Good luck Remnant. I'll check back tomorrow.
 
Hey Remnant,

You're just about the most famous guy on this forum right now. Hope you're taking care of essentials like sleep, food and the like. Reading polyamory.com may seem essential but I guarantee you that your life will be similar even if you never hear from us again.

Your time is precious. I'm glad you say you've found some aspects of this forum useful. The amount of time you've spent here is phenomenal and I hope it's been worth your time. I hope you and your wife are also getting enough time to work things out. One suggestion I have on time management would be to ignore us when you find us unhelpful. In the last day, I've seen you reply, quote and defend yourself seemingly constantly. That takes up tonnes of time. You came here for advice. Sure, read what we write, but I wouldn't waste time replying to attacks on your character or baseless accusations. That is wasted time. You owe your precious time to yourself and to your wife.

I posted about HALTT on post 77 of this thread. After reading pages of attacks and defending an explaining more about your situation, I still get the feeling that you're caught up in a war with this forum. In that sense, we're doing you a disservice. I feel your time would be better spent on empathy with your wife, reading up other resources (maybe the book "opening up" by Tristan taornimo on how to negotiate an open marriage), reading other stories written by those who have tried something similar to you from your wife's perspective (for empathy) or self awareness resources.
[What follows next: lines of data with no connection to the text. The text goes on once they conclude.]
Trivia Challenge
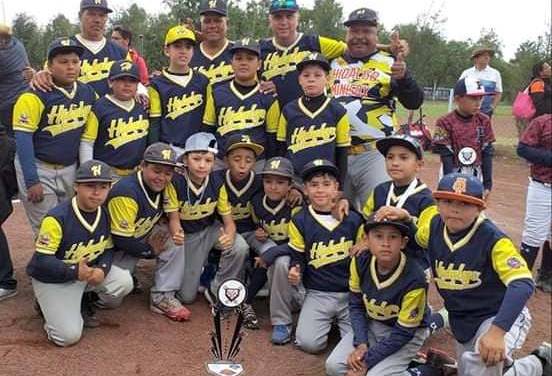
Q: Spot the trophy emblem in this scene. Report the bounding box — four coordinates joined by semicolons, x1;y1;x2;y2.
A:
205;279;247;376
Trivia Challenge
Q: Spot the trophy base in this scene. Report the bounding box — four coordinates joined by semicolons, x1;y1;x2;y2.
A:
205;360;245;376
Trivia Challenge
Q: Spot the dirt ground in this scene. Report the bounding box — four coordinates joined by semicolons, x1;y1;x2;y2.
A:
0;118;551;376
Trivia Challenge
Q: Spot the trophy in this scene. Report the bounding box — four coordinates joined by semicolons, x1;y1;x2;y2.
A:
205;279;246;376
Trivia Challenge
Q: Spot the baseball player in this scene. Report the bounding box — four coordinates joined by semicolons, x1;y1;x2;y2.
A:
288;159;363;353
416;173;552;376
517;114;552;292
80;60;149;182
190;0;234;84
27;160;132;346
13;38;96;234
326;215;429;376
277;53;351;186
148;25;211;155
433;78;495;199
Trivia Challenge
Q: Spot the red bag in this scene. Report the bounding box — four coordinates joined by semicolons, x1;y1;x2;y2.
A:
512;82;536;120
I'm not sure what you would find most useful but I find myself wondering if the time you spend typing and arguing here could be better spent on more useful things.

Please always bear in mind that what you're doing is not polyamory.

Good luck Remnant. I'll check back tomorrow.

Thanks Shaya,

I...... don't FEEL like I'm caught in a war here, and I am definitely feeling that this is helpful for me. Generally I'm trying NOT to "waste time replying to attacks on your character or baseless accusations", but yeah, there was a specific post where I was just "y'know what, I'm in the mood to scream at someone, so THERE is a healthier place to do it"

Today is an okay day. The last 3 or 4 have not been, I really haven't been taking care of the essentials, I've been drowning in work. I'm now...... floating, just.
 
Remnant, you asked for suggestions on what to do so that your wife doesn't feel trapped in your marriage because of financial dependence, in a way that wouldn't feel like you were setting her up so that you can leave (i.e. your reference to her feelings regarding schooling). If you can financially and don't already, I'd suggest setting up a savings account for each of you and putting money into the savings accounts every month. That money belongs to each individual and they can do whatever they want with it, no questions asked. My husband and I have had our own spending money for years, longer than we've been poly. When we opened our marriage, I felt less jealous of the money he was spending on his girlfriend, because it was his spending money and not coming from our family budget. I would have been angry if we only had family money and he was spending it on trips with her or on taking her out to dinner. I have mostly saved my spending money the last few years and I can tell you that having a fairly large amount of money in the bank that is mine goes a long way towards making it so I don't feel financially trapped in my marriage (my husband makes about 2 1/2 times the amount I do). I think making it so it's something that you both have can go a long way towards it not feeling like you're only doing it so you can eventually leave. Just an idea for one way to remove some of the alligators, to use Emm's analogy.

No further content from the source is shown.